Kurdish Democratic Union Party (PYD) head Saleh Muslim speaks during a conference in Paris November 13, 2013. (Reuters/Philippe Wojazer)

Erbil, Asharq Al-Awsat—An agreement has been reached between the Syrian Kurdish National Council (KNC) and the Syria-based Kurdish Democratic Union Party (PYD) on Syrian Kurdish participation at the Geneva II conference.

After eight days of meetings between the parties an announcement was made at a joint news conference stating that “any Kurdish party” would be able to represent Kurdistan at the conference on January 22, but “not in an individual or partisan capacity.”

“Both sides reached agreement on the differences which have caused many of the problems and media exchanges between them in the past,” the statement continued.

Talks between the two seemed to have broken down on Friday over who would represent the Syrian Kurdish people at the upcoming UN-brokered peace conference.

However, a final meeting was held late on the night of December 23, where agreement on 10 points was reached.

The representative of West Kurdistan People’s Council, Abdessalam Ahmad, who was present at the meetings, said that aside from the agreement regarding the Geneva II conference, the other points included the opening of the border point at Semalika, which was under the control of the PYD, in addition to the release of all detainees currently detained in PYD prisons. He said the border point would be open within 46 hours following the agreement.

He said that the Kurdish people of Syria “were going through a sensitive historic phase and must preserve the unity of their ranks,” adding that the “interests of the Kurdish people in Syria must take priority over the narrow partisan interests.”

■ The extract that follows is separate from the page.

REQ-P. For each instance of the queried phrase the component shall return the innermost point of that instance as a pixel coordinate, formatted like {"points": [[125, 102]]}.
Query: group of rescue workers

Tahir Safouk, the representative of the KNC at the meeting, described the agreement as a “historic achievement for the Kurdish people.” Safouk said the agreement at this current time on the political future of the Kurdish region in Syria gave Kurdish people and parties the “strength and determination to enter the political arena in the next phase after the overthrow of the current Syrian regime.”

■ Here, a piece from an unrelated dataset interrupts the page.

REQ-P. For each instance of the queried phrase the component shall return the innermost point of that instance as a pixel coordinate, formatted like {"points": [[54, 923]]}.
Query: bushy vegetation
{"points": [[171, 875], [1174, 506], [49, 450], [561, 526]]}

The agreement also included the formation of a committee of 11 people, including independent rights activists, to investigate the events of Amouda and Tall Ghazal in the town of Koubani, where many civilians were killed, and where accusations pointed at the PYD.

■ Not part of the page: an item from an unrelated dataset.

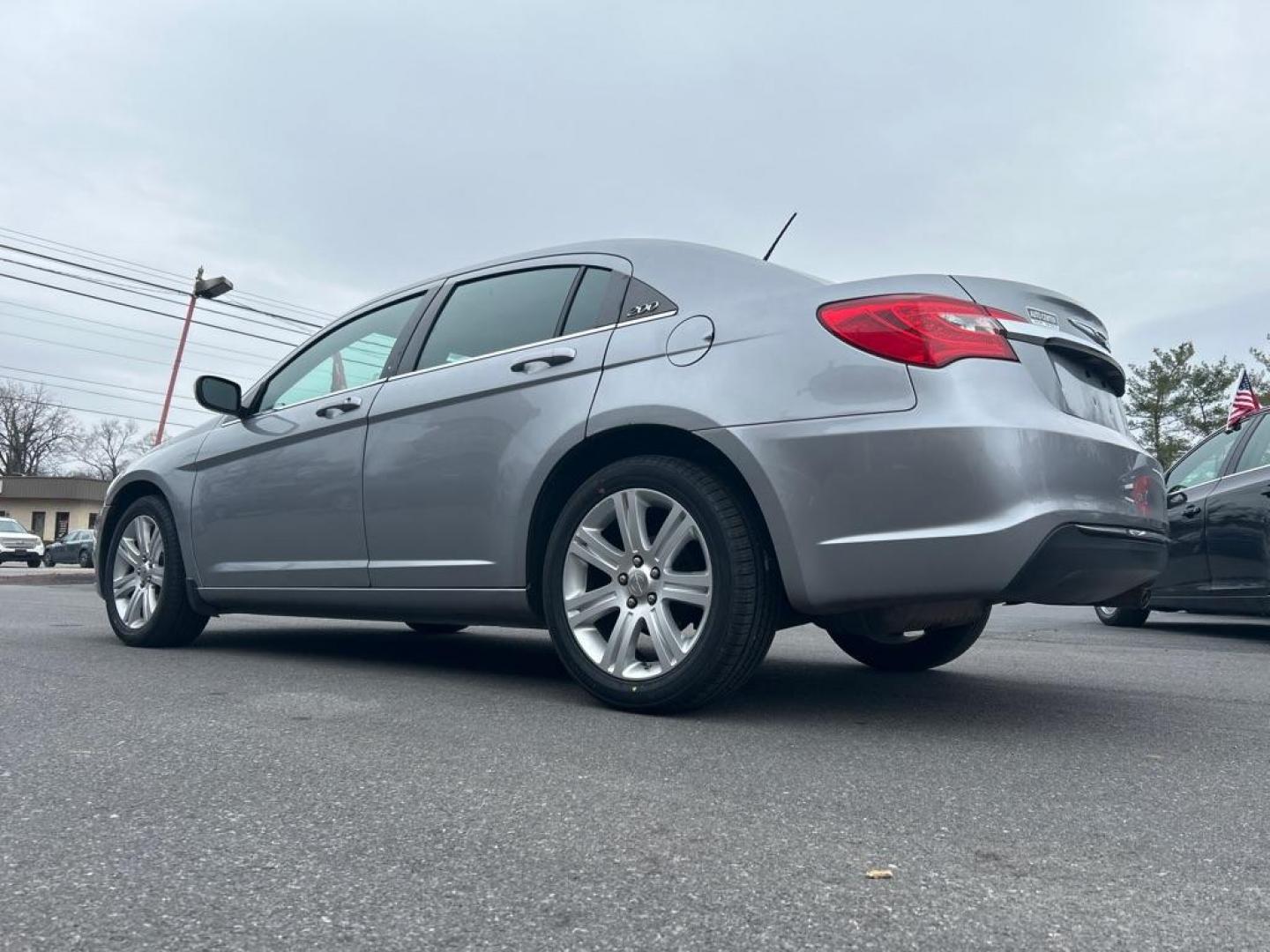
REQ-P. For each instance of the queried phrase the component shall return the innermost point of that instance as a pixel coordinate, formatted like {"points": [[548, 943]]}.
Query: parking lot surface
{"points": [[329, 785]]}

The two sides also agreed to describe all those who fall in the region during the struggle against the current regime as “martyrs of the struggle for democracy in Western Kurdistan.”

The two sides, however, failed to agree on “the independent Kurdish administration which was announced by the PYD and some other parties in the Syrian region of Kurdistan, while an agreement was postponed on the activation of the Higher Kurdish Council.”

A decision on those two issues was delayed until January 15, 2014.

The negotiations were sponsored by the president of the Kurdistan Region of Iraq, Massoud Barzani, and mediated by the Kurdish MP in the Turkish parliament, Leyla Zana, and the Mayor of Diyarbakir Osman Baydemir.

The news conference was also attended by Hamid Darabandi who was representing President Barzani.